ELEANOR THE EVISCERATOR
We don’t recommend sharing your favorite stuffed toy with her (thus the nickname) but our students tell us she’s the best snuggler and a great distraction during stressful times like finals week. The pet-in-residence at University Suites may be a rescue (her human is Rae Mansfield, associate director of Honors
scholarship and curriculum, and faculty-in-residence for the Commonwealth Honors Living-Learning Community) — but these days, Eleanor is doing all of the rescuing.

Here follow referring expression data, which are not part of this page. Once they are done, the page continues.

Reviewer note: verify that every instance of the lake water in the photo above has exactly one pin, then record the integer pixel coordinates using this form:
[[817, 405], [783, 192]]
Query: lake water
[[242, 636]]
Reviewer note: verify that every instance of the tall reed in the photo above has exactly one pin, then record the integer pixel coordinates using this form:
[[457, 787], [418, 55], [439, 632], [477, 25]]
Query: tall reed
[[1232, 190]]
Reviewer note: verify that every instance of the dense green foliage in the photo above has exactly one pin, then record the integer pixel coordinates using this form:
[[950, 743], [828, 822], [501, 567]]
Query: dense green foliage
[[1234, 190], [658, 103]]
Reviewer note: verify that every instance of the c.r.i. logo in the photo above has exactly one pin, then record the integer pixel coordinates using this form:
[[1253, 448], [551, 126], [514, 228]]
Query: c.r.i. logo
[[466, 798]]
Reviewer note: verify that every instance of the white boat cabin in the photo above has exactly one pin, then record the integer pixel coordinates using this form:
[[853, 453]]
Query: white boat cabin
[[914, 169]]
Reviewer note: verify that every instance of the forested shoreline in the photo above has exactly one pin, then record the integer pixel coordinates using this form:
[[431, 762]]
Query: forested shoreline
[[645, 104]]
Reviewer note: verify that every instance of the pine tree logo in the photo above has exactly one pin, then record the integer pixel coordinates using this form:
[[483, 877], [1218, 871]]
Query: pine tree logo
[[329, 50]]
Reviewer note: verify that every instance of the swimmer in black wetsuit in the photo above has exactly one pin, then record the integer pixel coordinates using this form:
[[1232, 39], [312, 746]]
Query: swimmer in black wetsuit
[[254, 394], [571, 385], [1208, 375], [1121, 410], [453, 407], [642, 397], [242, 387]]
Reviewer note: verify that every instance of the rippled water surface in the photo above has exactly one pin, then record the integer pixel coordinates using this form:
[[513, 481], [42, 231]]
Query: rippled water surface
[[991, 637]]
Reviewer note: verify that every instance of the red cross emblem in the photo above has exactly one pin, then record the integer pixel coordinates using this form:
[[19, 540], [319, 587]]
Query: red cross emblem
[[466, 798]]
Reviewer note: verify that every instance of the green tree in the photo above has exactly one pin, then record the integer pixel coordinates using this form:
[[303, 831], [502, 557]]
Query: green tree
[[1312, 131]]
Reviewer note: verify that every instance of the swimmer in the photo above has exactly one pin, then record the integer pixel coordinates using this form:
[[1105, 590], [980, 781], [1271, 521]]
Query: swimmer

Give her a follow on Instagram: @eleanortheeviscerator.
OUR NEW CHANCELLOR IS A BRAINIAC AND AN ATHLETE
She’s got three degrees from MIT and was an Academic All-American in softball and field hockey — but for the last 25 years, Julie Chen
has been at UML. She joined the mechanical engineering faculty in 1997, and since 2016 has been vice chancellor for research and innovation. Chen is UML’s first Asian-American chancellor and the first LGBTQ+ chancellor. Stay tuned for a full intro to our new leader in our winter issue.
WORKING HER MAGIC
Long after classes have ended for the day, there is often a light shining in the window of Chemistry Assoc. Teaching Prof. Khalilah Reddie
’s office. “Dr. Reddie spends more time on the UMass Lowell campus than any other professor,” says David Long, who graduated in 2021 with a degree in biological sciences. In recognition of that dedication, she was recently awarded the Manning Prize for Excellence in Teaching. The annual prize was established by Robert ’84, ’11 (H) and Donna ’85, ’91, ‘11 (H) Manning to honor outstanding faculty members from each of the five UMass campuses “As a minority professor on campus, I thought about what I could do to motivate students who felt insecure about their aspirations of joining the health profession,” says Reddie, who created the Medical Profession Admission Gap Initiative and Collaboration (MAGIC
) program to help prepare students from underrepresented groups for medical school.